10 microns = .01 mm = .0004 inch
If your’re such a fucken genius why don’t you just make the cars out of lego and beer cans then? Ever think of that ya fucken knob?
british curses are always fun. cursing in my native language feels like crimes against humanity compared to this.
The worst swear word in my second language is pōkokohua. It means boiled head. Your head is sacred, so turning it into poop is the worst thing you could do to someone. Basically take all their mana (authority, public standing, it’s hard to explain fully in English) and turn it into shit.
Given that teslas have notoriously bad tolerances, like gaps on the order of millimeters, ya might want to fix the cause of that first lol.
This is how “entrepreneurs” “innovate”. They just say they want something and everybody else tries to work around the roadblocks the CEO probably put in place that make achieving the goal way harder than necessary.

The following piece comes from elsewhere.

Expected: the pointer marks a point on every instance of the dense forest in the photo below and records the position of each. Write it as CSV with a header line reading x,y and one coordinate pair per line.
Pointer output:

I like how he explains what a micron is as if the people who actually build things at Tesla don’t know
and honestly a little jankiness will just contribute to the PS1 aesthetic, he should want to lean into it for meme marketing purposes
It really does take a genius and visionary to sit back and say “Hey, guys, let’s make this, but with as small an error as I can imagine. Don’t like, assess how precise stuff needs to be or consider any of that. Just make it all like really, unreasonably well, okay?”
I’m sure the engineers are blown away by that big mind, what a privilege. It reads like an excuse to blame the engineers when the truck inevitably sucks because they didn’t follow his perfect design.

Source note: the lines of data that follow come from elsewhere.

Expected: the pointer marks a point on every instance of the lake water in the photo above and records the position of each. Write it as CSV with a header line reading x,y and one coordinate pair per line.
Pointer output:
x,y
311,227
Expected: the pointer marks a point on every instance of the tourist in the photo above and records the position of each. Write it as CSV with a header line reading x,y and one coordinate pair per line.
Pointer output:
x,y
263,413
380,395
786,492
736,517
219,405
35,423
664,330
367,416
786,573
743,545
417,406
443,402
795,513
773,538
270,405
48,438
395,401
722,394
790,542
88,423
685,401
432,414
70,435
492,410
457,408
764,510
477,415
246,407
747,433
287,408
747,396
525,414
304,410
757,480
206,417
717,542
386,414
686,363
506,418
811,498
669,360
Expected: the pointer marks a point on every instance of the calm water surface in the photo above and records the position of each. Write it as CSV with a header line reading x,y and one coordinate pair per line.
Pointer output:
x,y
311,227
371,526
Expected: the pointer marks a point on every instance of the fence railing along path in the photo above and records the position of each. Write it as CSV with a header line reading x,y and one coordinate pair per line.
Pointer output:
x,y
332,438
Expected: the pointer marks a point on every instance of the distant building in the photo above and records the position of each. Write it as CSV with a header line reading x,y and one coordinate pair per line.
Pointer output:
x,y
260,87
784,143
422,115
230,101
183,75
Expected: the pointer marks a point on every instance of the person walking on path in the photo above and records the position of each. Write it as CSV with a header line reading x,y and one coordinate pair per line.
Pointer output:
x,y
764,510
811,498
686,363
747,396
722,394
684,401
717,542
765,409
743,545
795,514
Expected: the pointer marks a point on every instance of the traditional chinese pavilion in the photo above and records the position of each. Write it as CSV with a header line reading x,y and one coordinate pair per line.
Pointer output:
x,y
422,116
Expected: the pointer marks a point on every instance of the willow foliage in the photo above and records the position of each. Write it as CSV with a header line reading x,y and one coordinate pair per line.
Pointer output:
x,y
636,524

Yeah I hate those fake appeals to “genius”. To the extent that someone like Musk provides “guidance” at all, it is to merely hop on his email and say some Captain Obvious shit to thousands of people who are too busy doing real work to read that shit.
Bourgeois apologists always deny the theft of surplus values from the workers and insist that profit is merely the boss’s “wages” for his “unique labor” of “training, guidance, and planning”.
But most of the actual training, guidance, and planning is not done by the actual owners, but by managers, who are employees that are paid a high salary, but are not usually board members or share holders or other bourgeoisie who live primarily off of surplus value.
He’s known for flipping the fuck out on anyone at anytime for any reason. I worked with a number of people who came from Tesla and they had endless horror stories about him. Basically you just pray never to run into him and if you do, try your best not to get noticed or you might end up losing your job that day just because he likes to instill fear and make himself feel big by firing people for any or no real reason.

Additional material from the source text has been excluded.